Differences between revisions 3 and 4

Fedora Repository Views

DOMS employs an overall atomistic data model. Atomistic data models are much more flexible than traditional compound data models, but they have one big (and largely unmet) challenge. When working with data objects you will frequently need to operate on a number of objects as if they were a common whole. The easiest usecase for this is the public dissemination of data. If the data that should go into one Dissemination Information Package is distributed over several objects, the system needs to understand this. Search indexing is another usecase. Search services tend to use a flat index, each record contain all it's metadata.

The solution to this is the concept of repository views.

Theoretical basis

A repository contain data. This data can be separated into a number of records. A record does not nessesarily correspond to a data object, but is some atomic, selfcontained entry. As they are atomic, they cannot reasonably be further broken down. As they are selfcontained, they are only weakly linked to other entries. A repository view is the mapping from the repository data into these records.

What constitues atomic selfcontained entries are dependent on the reason for accessing the repository. A search engine harvester might want to see one kind of records, while an export function might want another. We call such reasons "view angles". The mapping of data into records is dependent on the view angle.

Fedora Views

Fedora is a repository not just of data, but of digital objects. So, the view mapping should be from a number of objects into a record of some format. I assume A to be a data object.

A reasonable requirement is that for an object to be in the view of A, it must be related somehow to A. Thus, A is connected through some chain of relations, to every other object in it's view.

The second requirement, and this is very fundamental, is that A does not know it is being viewed. A is just a data object. It cannot be expected to keep up with new ways of accessing the repository, and new ways to view the data. So, A must not store any information that pertain solely to this or any other view angle. The relations of A should only be structural, in regards to the data it contains.

So, finding the view of A seems an impossible task, but it is not. For while the second requirement forbids A from knowing about the view angle, the class of A could. In Fedora, the classes of data objects are represented by content models. So, the content model(s) of A could know about this and other view angles of A. But a content model cannot say anything about A specifically, it can only describe the entire class of objects like A. So what it can do it annotate the relations of A. It could say "For this class of objects and this view angle, these structural relations denote references to other objects that are in the view."

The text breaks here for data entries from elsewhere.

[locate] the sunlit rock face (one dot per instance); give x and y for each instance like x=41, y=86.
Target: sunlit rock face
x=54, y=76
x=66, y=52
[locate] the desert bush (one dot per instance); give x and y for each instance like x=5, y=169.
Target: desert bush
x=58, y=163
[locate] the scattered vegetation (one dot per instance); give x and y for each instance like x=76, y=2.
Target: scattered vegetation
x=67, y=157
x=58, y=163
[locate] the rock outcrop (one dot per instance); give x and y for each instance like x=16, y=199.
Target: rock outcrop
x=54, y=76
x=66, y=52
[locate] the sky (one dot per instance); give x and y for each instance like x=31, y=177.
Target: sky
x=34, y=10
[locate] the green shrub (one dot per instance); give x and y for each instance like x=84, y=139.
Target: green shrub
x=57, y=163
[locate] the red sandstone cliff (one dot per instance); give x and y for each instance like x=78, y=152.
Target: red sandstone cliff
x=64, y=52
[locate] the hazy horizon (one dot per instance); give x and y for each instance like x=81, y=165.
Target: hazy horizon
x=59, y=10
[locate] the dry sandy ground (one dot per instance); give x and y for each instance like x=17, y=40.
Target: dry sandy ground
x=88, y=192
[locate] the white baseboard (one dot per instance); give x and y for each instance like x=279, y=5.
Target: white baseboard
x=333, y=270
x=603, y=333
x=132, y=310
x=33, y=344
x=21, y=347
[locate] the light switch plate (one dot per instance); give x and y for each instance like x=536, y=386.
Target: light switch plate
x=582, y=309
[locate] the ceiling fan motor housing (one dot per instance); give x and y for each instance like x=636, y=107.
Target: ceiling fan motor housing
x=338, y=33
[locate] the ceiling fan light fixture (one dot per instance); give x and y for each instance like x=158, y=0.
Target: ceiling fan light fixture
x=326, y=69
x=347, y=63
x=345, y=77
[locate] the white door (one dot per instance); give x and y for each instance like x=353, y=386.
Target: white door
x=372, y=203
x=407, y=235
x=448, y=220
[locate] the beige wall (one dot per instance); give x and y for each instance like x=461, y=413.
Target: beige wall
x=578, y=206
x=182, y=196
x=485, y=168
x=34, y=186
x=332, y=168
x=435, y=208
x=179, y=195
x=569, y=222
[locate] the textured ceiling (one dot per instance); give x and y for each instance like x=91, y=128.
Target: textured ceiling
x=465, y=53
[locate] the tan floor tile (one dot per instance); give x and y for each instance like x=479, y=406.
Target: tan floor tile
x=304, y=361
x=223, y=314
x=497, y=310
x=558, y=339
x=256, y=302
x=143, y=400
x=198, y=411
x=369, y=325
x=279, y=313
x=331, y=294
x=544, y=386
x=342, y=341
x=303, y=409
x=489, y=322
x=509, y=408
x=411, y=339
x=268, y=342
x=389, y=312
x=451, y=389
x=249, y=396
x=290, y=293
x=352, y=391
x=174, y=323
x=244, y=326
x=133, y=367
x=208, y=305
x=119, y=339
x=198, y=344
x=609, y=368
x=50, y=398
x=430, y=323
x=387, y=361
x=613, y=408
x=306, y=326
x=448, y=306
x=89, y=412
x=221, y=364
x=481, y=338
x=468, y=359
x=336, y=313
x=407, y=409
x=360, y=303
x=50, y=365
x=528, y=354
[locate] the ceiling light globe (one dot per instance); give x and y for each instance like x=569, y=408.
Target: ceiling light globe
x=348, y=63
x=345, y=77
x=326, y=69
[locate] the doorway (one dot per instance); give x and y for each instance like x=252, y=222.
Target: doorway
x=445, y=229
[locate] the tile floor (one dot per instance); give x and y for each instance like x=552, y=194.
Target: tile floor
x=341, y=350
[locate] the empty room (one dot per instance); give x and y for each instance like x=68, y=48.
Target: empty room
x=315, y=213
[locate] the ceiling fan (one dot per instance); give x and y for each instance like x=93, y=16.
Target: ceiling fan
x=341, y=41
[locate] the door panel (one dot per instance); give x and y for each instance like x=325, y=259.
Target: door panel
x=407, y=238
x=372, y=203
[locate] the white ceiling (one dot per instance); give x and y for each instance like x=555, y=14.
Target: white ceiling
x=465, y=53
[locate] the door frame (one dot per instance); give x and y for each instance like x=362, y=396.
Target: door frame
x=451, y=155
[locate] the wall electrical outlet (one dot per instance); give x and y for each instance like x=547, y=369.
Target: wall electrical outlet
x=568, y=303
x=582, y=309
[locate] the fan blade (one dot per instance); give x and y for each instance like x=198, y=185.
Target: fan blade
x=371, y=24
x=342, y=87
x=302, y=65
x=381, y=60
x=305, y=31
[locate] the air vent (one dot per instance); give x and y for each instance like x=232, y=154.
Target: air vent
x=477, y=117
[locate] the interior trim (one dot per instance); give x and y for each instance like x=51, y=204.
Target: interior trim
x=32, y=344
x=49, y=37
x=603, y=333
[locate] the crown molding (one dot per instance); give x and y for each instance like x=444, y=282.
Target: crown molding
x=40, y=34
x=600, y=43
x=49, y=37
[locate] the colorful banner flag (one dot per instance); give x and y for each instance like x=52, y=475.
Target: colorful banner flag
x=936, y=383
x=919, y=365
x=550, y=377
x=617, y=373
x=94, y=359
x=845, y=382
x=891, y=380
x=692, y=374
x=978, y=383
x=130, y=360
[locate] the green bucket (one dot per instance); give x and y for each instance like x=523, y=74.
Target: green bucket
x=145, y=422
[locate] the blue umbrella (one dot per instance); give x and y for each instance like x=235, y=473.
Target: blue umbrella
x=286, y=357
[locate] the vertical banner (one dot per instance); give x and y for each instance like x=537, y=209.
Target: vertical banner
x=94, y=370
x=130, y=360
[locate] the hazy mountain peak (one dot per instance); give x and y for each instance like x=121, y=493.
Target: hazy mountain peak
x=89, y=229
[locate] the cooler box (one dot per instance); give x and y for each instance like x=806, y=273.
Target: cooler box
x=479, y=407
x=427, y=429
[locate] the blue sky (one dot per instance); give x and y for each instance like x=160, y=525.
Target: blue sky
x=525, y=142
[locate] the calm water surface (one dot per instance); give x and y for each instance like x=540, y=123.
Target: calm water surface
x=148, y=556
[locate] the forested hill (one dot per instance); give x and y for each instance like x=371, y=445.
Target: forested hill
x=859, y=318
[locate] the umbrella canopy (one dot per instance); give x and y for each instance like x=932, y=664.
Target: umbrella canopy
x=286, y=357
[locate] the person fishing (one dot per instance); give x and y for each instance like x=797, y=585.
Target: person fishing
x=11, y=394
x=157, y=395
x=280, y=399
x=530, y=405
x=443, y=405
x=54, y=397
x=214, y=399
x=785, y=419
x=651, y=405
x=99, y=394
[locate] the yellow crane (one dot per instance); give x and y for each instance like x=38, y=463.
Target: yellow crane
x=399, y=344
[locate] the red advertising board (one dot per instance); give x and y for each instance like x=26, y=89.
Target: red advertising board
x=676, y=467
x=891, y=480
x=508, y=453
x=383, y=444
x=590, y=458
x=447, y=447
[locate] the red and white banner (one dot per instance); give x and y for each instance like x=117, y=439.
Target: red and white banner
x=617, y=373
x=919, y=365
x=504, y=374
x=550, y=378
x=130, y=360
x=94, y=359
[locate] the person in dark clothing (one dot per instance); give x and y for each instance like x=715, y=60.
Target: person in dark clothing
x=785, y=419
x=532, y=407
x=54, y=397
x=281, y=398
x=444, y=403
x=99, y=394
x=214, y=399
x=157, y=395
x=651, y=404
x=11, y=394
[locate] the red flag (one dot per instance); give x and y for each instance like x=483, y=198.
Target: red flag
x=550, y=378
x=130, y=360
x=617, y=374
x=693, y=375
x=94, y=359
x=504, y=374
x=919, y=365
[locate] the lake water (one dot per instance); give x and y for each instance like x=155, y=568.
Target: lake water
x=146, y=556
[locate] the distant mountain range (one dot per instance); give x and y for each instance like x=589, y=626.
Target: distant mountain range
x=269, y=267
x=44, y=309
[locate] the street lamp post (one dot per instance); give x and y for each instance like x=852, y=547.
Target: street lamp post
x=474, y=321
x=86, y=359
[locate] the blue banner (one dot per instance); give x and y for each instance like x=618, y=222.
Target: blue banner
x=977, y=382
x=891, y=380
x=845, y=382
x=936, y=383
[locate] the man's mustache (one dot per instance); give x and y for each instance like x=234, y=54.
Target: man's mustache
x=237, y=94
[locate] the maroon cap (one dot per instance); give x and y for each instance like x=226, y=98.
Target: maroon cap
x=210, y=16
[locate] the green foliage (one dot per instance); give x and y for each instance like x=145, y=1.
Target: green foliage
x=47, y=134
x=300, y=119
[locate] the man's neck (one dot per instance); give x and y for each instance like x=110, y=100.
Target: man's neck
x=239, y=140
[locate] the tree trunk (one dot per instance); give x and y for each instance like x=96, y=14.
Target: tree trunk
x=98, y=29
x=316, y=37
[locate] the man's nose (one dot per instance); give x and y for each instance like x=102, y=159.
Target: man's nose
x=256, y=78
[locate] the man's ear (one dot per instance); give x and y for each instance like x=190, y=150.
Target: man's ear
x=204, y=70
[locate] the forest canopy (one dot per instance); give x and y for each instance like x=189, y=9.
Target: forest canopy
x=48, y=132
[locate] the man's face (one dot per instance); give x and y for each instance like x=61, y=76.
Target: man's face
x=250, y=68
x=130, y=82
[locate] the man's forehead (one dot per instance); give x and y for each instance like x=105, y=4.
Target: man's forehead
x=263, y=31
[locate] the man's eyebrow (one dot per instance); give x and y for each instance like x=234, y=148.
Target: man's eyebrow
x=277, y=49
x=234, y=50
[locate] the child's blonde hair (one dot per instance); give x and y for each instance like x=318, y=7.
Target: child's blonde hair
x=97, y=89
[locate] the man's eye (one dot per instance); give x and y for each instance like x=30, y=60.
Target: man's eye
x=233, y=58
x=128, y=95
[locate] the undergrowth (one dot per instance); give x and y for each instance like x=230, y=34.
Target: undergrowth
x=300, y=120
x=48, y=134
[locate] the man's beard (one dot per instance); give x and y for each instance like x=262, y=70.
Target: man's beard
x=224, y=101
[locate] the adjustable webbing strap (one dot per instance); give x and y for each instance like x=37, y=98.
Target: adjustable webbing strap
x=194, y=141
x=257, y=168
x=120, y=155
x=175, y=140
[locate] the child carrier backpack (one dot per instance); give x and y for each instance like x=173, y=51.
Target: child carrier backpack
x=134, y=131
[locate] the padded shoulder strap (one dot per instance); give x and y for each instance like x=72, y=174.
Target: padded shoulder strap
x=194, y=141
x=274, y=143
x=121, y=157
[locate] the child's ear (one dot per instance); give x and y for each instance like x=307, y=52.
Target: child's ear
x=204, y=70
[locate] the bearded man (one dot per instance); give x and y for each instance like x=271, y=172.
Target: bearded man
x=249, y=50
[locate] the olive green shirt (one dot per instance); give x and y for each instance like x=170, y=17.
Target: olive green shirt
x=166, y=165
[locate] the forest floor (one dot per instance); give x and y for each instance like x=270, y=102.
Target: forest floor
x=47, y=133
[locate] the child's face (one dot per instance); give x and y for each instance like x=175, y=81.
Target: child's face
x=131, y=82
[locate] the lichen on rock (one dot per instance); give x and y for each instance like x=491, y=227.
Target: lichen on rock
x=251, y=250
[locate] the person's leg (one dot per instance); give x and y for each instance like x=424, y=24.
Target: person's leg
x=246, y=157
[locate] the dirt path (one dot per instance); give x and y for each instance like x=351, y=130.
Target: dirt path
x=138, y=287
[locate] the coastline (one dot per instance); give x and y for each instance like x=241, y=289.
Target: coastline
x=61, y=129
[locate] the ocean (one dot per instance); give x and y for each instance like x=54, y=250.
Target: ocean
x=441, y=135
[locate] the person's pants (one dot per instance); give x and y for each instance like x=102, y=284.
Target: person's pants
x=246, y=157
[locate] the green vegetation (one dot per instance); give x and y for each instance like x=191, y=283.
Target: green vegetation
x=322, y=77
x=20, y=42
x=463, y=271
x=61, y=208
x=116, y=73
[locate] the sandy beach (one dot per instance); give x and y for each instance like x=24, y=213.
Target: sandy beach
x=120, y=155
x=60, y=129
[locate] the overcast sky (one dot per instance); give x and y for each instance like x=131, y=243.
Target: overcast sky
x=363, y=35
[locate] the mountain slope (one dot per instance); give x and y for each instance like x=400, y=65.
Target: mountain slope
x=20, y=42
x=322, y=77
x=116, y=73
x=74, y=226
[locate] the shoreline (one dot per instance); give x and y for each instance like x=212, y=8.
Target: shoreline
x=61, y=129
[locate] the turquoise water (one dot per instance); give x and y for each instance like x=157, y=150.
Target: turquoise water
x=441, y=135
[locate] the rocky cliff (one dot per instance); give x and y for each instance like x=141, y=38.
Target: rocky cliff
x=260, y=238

This naturally lends itself to a recursive approach. The view of A is A plus the view of any object related to A through such an annotated relation.

But the angle one views the repository might also affect the number of entries seen. The above, recursive approach will always lead to one entry per data object. The remedy for this is to mark some classes as Entries for a certain view angle. This means that to compute the records for a given view angle, the view of all objects of a class that is an Entry should be computed. This is the view of the repository.

Fedora Implementation

This section describes how the above could be implemented in Fedora.

Entry Declaration

It is very simple for a content model to declare itself to be an Entry for a view angle. All it has to do is have a literal relation in the RELS-EXT datastream, by the name "isEntryForViewAngle", in the view namespace (see DomsNameSpacesAndSchemas), to the literal name of the view angle.

Add this relation to any content models that should describe entries for the view angle named GUI.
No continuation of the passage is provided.